Bengü ile ilgili ne kadar konuşsak da durmak bilmeyeceğini, onu durdurmak için Serdar Ortaç’ı durdurmamız gerektiğini biliyorum. Üstelik ne kadar eleştirirsek eleştirelim; söz konusu sınavlara müteakip bir Cuma gecesi dışarı çıkmasıysa veyahut dünyanın en tırto bir yılbaşı eğlencesiyse, muhtemelen gidilen çoğu mekânda ilk yardımımıza koşan o. Bir de buna oda arkadaşımın bitmek tükenmek bilmeyen Bengü aşkını ekleyince kendisi ucuz da olsa kurtulmuş sayılıyor (Af buyur Eralp, seni de açık ettim). Bir diğer meslektaşı Murat Boz ise onun kadar şanslı değil, antipatim taa kendisine üfleyen arkadaşlarımıza püflediğimiz yıllara kadar gider. Aradaki albümlerini, şarkılarını bir şekilde görmezden gelirim de, La Fontaine’ci çocuğun klibine “Genç arkadaşımıza yardımcı olmak boynumuz borcu” minvalli bir açıklamayla sırf ekranda görünmüş olmak için musallat olduğu günden beri nazarımda etkisiz elemandır. Manga içinse durum biraz daha umut vaat edici; zira kardeşimin yeryüzündeki en sevdiği grubu ne kadar sevmeyebilirim ki?( Tabi on yaşındaki çocukların sevgilisi olmanın sadece Keremcem’e has bir başarı indikatörü olduğunu düşünürsek Manga’nın aslen ağlanacak haline gülüyoruz.) Bundan üç hafta kadar sonra muhtemelen elimde bu üç konserin de bileti olacak, çünkü kimse kusura bakmasın ama “Koskoca Mayfest’te bi konsere bile gitmedi.” dedirtmem kendime. Ama bütün şarkılar çalışmadığım yerlerden çıkacağı için Ankara’ya varır varmaz çalışmaya başlamamda fayda var. Hatta Manga'ya hazır İzmir'deyken kardeşimle çalışsam kimsenin gıkı çıkmaz. Bengü'yü Eralp'le hallederiz, hallederiz derken çalışırız; Murat Boz ise son gece sabahlanmalık, öbür türlü namümkün.

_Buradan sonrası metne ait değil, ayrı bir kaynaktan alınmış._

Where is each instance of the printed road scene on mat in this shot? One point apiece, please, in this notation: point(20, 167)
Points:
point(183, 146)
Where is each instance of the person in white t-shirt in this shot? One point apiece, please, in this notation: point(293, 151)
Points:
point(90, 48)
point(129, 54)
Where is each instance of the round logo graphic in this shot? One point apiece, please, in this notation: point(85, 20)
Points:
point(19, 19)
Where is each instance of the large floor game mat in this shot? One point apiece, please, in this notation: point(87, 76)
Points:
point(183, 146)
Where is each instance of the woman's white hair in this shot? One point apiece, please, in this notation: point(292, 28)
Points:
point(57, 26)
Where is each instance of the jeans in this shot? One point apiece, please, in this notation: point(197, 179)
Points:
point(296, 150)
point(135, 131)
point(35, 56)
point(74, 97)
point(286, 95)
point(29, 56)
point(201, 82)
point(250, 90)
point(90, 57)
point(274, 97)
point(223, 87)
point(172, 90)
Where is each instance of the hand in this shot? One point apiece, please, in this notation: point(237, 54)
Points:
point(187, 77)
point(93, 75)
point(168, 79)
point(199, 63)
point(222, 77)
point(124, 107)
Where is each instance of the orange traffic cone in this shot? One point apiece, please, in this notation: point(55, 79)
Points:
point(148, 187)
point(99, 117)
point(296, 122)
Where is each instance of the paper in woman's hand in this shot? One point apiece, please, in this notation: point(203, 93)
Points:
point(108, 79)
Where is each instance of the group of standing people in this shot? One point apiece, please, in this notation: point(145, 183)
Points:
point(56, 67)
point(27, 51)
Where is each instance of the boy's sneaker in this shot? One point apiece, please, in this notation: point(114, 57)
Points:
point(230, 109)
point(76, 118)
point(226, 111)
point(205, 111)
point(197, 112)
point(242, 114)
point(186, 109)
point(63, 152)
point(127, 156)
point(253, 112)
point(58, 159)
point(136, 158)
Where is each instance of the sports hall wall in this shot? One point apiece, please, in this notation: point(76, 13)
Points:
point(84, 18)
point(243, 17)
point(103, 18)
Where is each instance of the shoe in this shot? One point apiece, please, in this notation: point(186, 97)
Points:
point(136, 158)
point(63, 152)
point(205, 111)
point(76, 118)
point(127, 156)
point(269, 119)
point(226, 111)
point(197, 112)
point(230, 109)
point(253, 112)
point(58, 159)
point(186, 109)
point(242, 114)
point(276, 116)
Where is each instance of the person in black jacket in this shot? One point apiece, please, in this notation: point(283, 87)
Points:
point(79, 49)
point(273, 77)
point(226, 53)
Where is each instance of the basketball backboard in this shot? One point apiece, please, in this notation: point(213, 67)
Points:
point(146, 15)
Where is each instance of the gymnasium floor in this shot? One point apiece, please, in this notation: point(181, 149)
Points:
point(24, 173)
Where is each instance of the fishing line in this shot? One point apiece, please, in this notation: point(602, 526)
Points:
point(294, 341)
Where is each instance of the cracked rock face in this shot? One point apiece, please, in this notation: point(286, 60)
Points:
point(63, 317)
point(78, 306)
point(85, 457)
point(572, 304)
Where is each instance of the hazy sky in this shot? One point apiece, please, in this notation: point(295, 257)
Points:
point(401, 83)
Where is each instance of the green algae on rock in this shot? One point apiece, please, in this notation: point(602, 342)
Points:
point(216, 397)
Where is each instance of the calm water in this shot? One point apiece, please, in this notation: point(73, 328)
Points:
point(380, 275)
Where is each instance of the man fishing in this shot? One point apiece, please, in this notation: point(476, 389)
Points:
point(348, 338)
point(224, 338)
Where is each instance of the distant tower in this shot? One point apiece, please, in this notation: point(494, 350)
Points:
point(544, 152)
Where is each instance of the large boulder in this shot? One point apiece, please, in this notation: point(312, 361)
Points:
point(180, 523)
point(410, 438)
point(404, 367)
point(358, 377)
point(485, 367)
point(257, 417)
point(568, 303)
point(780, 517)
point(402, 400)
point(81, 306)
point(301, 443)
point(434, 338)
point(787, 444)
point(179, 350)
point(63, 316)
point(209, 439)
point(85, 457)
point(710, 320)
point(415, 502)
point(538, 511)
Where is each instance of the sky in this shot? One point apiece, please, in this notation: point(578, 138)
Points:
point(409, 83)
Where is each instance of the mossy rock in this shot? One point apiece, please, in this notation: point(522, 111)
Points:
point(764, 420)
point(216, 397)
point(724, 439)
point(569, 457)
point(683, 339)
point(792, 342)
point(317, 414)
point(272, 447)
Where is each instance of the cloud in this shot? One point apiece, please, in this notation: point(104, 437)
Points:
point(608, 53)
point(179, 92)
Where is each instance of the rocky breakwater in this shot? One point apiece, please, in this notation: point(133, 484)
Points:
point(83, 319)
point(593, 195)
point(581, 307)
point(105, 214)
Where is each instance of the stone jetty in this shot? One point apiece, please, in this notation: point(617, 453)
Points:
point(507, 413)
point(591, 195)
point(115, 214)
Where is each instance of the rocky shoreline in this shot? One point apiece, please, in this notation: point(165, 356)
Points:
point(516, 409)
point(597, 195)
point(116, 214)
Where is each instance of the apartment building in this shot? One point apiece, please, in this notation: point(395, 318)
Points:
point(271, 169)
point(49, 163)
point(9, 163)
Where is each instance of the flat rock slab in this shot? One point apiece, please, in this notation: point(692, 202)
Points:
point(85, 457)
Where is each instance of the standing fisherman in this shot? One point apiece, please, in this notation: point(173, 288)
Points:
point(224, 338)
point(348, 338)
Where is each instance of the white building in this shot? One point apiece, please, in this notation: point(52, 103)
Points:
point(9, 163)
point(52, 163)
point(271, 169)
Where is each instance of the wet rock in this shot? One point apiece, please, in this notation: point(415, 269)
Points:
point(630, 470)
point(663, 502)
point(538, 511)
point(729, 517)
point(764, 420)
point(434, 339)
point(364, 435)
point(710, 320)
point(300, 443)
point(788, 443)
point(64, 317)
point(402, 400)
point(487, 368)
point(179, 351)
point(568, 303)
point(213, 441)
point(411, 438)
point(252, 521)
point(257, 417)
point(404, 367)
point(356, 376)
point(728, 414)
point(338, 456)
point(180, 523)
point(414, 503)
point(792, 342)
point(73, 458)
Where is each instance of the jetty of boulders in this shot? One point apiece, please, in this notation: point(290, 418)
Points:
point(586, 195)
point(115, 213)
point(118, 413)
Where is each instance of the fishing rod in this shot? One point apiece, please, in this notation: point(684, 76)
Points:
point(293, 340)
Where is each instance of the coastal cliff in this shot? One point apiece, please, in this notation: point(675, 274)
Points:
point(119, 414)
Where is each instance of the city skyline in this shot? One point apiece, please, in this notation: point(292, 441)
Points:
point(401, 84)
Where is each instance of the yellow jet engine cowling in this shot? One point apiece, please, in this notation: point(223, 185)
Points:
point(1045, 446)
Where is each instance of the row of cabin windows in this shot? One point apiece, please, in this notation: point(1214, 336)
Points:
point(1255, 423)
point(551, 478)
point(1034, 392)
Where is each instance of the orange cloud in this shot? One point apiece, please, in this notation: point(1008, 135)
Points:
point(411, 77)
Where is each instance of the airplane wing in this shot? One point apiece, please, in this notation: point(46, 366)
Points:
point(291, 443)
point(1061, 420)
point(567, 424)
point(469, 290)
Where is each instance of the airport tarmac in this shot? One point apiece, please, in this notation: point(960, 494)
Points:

Neyse, velhasılıkelam, iktisat serüvenim yeterince can sıkıcı değilmiş gibi bir de reva görüldüğümüz isimler bunlar olunca soluğu burada aldım. Tabi hata bende de olabilir. Son zamanlarda yanlış grupları dinliyor, yanlış kitapları okuyor, yanlış insanlarla geziyor olabilirim. Ama ya öyle değilse? Ya gerçekten şu üç isim bizim okulun vitrinine tamam da iklimine ııh, hitap etmiyorsa? Ya da belki bütün bunlar shuffle’da art arda Eleanor Rigby, Strawberry Fields ve Ob-la-di Ob-la-da çalmasıyla alakalı. Hepsi birkaç saliselik galeyandan ibaret belki, kim bilir? Zaten bu da dert edilecek şey mi değil mi? Ama işte “herkesin kederi gailesi boyunca.” Af buyrun. Öperim.